Disability reform and the role of women: Community inclusion and caring work

Date of Award

1992

Degree Type

Dissertation

Degree Name

Doctor of Philosophy (PhD)

Department

Teaching and Leadership

Advisor(s)

Steven Taylor

Keywords

Women's studies, Developmental disabilities, Disability reform, Role of women

Subject Categories

Special Education and Teaching

Abstract

This is a feminist qualitative study of the role of women in the current reform movement toward full inclusion of people with developmental disabilities into regular community life. Despite the fact that women constitute the vast majority of those who carry out the day-to-day work of the reform, their contributions remain unnoticed and invisible.
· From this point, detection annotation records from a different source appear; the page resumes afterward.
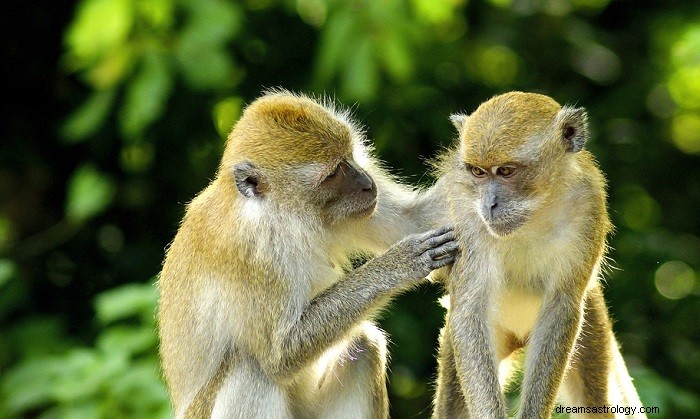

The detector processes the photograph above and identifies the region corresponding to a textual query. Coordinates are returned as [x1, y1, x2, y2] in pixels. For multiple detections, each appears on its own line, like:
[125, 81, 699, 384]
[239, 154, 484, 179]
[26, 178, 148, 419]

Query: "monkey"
[157, 89, 457, 418]
[433, 92, 645, 419]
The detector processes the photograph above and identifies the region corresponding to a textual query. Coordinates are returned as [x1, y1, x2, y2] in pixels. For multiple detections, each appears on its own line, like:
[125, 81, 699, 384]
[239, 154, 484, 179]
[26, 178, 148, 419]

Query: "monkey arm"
[264, 228, 457, 379]
[449, 255, 506, 418]
[518, 290, 583, 419]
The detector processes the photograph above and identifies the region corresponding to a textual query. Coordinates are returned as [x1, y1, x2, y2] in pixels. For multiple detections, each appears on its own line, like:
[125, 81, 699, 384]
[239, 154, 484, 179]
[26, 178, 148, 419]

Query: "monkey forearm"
[269, 260, 416, 377]
[449, 274, 506, 418]
[518, 293, 582, 419]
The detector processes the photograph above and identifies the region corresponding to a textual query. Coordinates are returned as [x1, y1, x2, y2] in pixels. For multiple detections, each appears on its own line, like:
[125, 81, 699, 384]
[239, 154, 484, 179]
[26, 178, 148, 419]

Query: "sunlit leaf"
[176, 42, 235, 89]
[61, 89, 114, 144]
[111, 362, 171, 417]
[213, 97, 243, 138]
[0, 357, 64, 415]
[120, 53, 172, 137]
[97, 326, 158, 356]
[66, 164, 116, 222]
[183, 0, 243, 47]
[0, 259, 16, 288]
[379, 33, 413, 82]
[65, 0, 134, 68]
[95, 284, 158, 324]
[85, 46, 134, 90]
[342, 38, 379, 101]
[315, 11, 355, 85]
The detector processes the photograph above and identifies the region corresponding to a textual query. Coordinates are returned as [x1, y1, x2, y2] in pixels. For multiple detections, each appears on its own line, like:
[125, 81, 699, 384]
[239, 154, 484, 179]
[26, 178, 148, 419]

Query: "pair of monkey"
[158, 90, 640, 418]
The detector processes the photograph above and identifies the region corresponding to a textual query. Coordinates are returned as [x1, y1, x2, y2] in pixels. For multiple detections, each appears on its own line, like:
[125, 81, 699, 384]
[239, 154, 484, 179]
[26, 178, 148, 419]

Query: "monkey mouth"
[351, 198, 377, 219]
[485, 219, 524, 237]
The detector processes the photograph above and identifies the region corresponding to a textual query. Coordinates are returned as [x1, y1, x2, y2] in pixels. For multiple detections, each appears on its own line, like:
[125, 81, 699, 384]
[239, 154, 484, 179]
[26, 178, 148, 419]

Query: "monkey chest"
[496, 289, 542, 341]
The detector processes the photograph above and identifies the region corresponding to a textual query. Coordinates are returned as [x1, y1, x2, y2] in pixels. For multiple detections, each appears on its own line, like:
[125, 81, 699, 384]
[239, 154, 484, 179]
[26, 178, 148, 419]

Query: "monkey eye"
[496, 166, 515, 177]
[326, 163, 340, 180]
[469, 165, 486, 177]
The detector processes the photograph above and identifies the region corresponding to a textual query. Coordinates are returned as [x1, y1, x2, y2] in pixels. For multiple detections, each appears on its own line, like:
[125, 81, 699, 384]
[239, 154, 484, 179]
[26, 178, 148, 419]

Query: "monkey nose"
[488, 197, 498, 218]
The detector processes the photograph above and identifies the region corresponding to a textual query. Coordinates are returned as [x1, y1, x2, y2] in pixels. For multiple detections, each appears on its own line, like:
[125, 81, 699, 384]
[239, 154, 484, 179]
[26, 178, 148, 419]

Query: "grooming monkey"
[158, 91, 456, 418]
[433, 92, 644, 419]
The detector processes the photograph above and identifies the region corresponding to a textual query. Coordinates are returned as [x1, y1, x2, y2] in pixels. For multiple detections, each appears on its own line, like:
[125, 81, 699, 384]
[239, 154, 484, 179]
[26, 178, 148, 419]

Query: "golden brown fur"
[158, 91, 456, 419]
[434, 92, 643, 419]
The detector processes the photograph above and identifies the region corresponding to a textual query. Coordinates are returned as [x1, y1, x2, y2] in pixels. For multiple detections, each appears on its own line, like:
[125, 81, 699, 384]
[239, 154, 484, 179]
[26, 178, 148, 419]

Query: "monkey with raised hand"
[158, 90, 456, 419]
[433, 92, 645, 419]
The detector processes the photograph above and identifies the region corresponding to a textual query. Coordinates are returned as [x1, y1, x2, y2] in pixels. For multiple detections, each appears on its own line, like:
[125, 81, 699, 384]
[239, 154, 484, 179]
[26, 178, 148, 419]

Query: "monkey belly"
[496, 289, 542, 342]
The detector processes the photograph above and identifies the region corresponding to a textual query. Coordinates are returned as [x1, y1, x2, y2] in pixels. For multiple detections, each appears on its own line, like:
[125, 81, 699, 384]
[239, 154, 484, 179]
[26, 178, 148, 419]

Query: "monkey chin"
[484, 220, 523, 238]
[348, 199, 377, 220]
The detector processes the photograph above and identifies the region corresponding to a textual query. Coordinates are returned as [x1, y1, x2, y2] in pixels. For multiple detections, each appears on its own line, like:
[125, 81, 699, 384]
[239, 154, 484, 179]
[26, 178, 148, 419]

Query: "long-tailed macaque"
[158, 91, 456, 419]
[433, 92, 645, 419]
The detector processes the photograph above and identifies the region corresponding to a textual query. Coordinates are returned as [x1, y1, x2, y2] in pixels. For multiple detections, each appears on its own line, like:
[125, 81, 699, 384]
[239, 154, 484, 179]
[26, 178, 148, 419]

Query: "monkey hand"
[385, 226, 458, 279]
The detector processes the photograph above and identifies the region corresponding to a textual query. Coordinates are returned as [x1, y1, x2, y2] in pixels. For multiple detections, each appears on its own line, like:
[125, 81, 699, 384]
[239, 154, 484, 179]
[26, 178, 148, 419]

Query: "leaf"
[61, 89, 114, 144]
[66, 164, 116, 223]
[314, 11, 355, 86]
[175, 0, 243, 90]
[65, 0, 134, 69]
[97, 326, 158, 356]
[379, 32, 413, 82]
[175, 41, 236, 90]
[0, 259, 17, 289]
[120, 52, 172, 137]
[95, 284, 158, 324]
[186, 0, 243, 46]
[0, 357, 63, 414]
[342, 38, 379, 102]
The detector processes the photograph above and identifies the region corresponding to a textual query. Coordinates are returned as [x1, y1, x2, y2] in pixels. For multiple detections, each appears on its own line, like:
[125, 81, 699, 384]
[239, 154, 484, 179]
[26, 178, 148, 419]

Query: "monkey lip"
[353, 198, 377, 218]
[486, 220, 522, 237]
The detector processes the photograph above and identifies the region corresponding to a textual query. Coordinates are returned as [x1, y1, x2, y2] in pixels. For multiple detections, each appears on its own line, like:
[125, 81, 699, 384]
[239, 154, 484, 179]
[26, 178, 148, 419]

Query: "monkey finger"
[421, 230, 456, 252]
[428, 241, 459, 260]
[430, 256, 455, 270]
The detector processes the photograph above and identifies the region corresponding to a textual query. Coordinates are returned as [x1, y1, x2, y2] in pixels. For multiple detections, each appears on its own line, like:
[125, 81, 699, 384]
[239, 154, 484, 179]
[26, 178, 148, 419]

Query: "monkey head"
[450, 92, 587, 237]
[218, 90, 377, 225]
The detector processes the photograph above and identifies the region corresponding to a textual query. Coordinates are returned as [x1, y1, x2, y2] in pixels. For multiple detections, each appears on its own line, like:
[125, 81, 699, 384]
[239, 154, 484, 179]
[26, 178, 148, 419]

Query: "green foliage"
[0, 284, 171, 418]
[66, 164, 115, 222]
[0, 0, 700, 418]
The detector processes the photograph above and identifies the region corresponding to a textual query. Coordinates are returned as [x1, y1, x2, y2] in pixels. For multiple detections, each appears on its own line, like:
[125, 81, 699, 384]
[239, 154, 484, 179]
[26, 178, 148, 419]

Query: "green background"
[0, 0, 700, 418]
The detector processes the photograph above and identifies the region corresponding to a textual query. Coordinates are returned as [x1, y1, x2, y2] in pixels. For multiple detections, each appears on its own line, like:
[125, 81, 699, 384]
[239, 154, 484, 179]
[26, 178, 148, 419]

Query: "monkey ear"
[233, 162, 267, 198]
[450, 113, 469, 132]
[556, 106, 588, 153]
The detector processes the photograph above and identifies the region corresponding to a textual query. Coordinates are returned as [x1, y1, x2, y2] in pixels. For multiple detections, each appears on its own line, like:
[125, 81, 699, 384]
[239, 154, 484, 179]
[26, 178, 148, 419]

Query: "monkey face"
[315, 158, 377, 225]
[465, 164, 534, 237]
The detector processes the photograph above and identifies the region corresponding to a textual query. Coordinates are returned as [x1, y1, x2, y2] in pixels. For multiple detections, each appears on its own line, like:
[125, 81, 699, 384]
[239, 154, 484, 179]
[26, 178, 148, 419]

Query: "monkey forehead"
[224, 93, 359, 167]
[460, 92, 561, 167]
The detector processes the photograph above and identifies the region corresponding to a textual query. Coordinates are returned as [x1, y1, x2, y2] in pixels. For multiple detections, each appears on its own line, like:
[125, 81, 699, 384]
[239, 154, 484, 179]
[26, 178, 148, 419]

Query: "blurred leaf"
[65, 0, 134, 69]
[53, 348, 127, 402]
[66, 164, 116, 222]
[111, 362, 172, 419]
[0, 259, 16, 289]
[379, 33, 413, 82]
[342, 38, 379, 102]
[183, 0, 243, 46]
[95, 284, 158, 324]
[61, 89, 114, 144]
[175, 0, 243, 89]
[0, 358, 63, 415]
[120, 53, 172, 138]
[314, 11, 354, 85]
[213, 97, 244, 138]
[97, 326, 158, 356]
[5, 315, 73, 359]
[630, 368, 700, 417]
[176, 42, 235, 89]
In examining the role of women in disability reform this study combines feminist scholarship and disability studies. The study examines women's caregiving and relationship-building in three different arenas: the 32 women who are the focus of this study provide care for people with disabilities in the family as mothers of children with disabilities, in the human service system as paid workers, and in the context of friendship. Data were collected over a period of 4 years and the two main methods of data collection were participant observation and indepth interviewing.
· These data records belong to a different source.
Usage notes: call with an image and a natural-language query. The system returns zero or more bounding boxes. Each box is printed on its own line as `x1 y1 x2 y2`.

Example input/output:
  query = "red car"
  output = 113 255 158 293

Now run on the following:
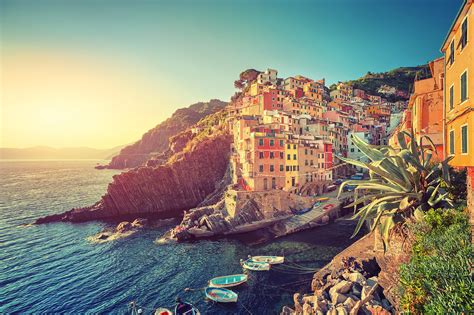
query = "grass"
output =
400 209 474 314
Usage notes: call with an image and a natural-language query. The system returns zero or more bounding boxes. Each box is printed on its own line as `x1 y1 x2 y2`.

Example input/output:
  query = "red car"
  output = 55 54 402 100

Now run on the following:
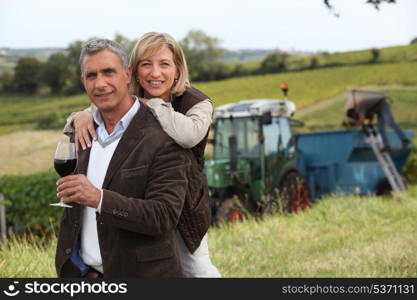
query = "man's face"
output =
82 49 131 112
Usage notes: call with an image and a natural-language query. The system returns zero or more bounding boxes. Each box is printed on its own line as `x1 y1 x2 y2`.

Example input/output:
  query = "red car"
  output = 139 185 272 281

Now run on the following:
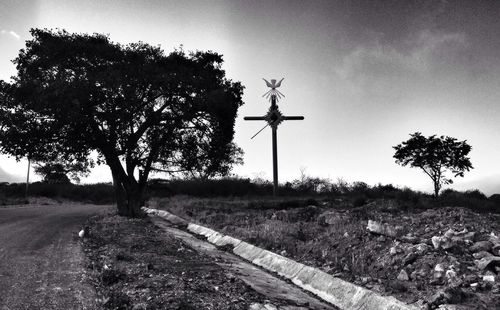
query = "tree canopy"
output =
0 29 243 215
393 132 473 197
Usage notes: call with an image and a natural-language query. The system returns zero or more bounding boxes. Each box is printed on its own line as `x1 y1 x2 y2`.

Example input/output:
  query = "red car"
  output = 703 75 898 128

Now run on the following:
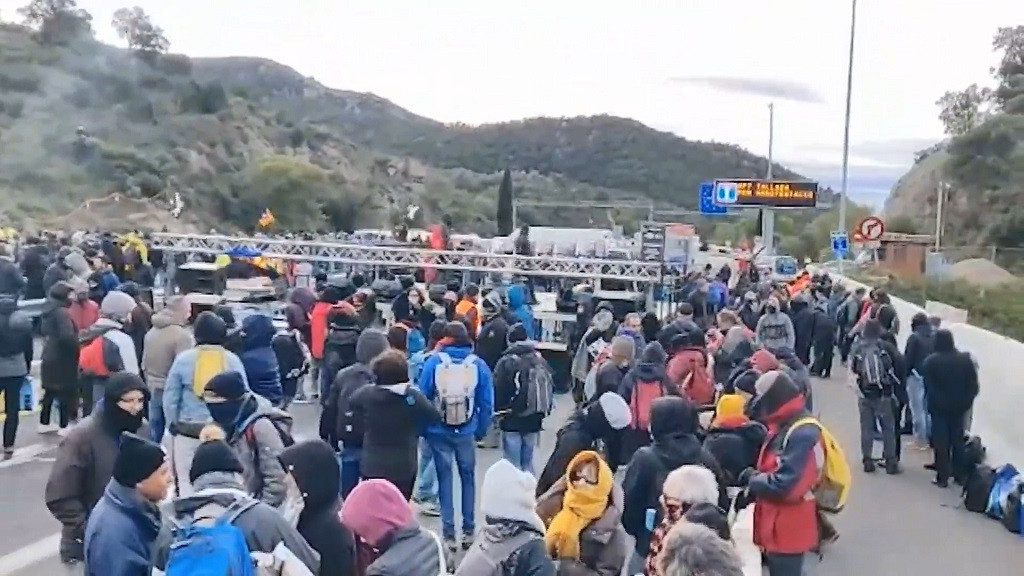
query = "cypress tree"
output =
498 168 515 236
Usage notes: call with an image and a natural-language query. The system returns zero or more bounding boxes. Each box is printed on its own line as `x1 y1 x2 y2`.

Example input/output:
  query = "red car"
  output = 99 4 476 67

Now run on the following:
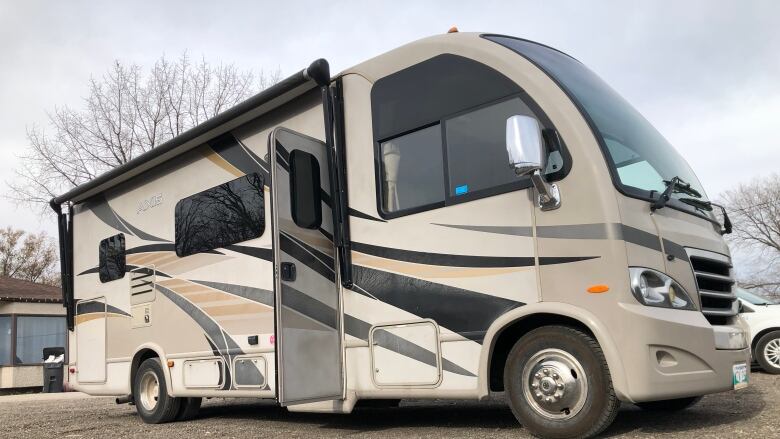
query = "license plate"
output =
731 363 748 390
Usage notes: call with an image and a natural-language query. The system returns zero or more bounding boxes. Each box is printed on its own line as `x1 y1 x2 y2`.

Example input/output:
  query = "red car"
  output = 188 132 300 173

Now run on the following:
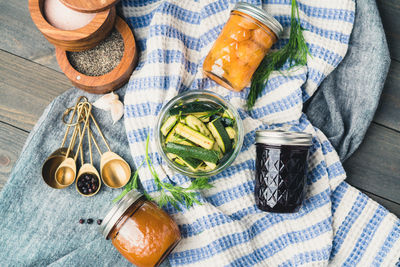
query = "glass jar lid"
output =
232 2 283 39
100 190 143 239
256 130 312 146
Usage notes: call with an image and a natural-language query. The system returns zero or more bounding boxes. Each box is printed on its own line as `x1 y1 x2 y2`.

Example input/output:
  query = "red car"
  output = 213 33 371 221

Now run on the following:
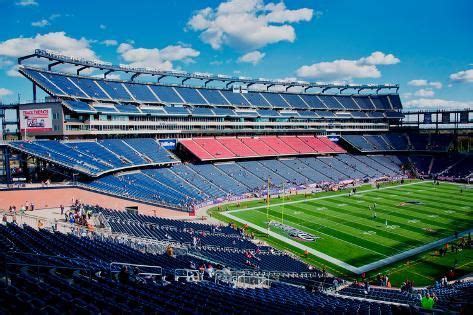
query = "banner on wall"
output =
424 113 432 124
442 113 450 124
20 108 53 133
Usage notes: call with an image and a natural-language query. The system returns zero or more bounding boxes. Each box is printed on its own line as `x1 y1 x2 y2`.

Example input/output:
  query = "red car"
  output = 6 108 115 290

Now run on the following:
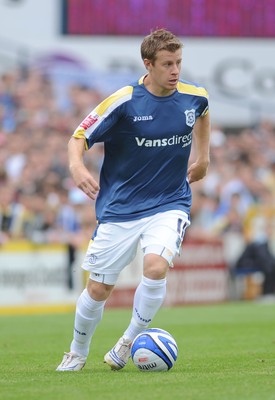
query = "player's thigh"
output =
141 210 190 265
82 222 139 284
The study de-emphasizes caring as a personality trait and locates it in social interactions. It traces how women are recruited for caregiving from an early age through powerful social arrangements and demonstrates how these recruitment processes and the social construction of women as caregivers continue throughout women's lives. One finding of the study is how similar women's caring work is across the three domains studied. The analysis also outlines the multiple ways women's caring work is made invisible and points out that the current trend in the disability field has the potential to exploit women. The study concludes by drawing some lessons for feminist scholarship and disability policy.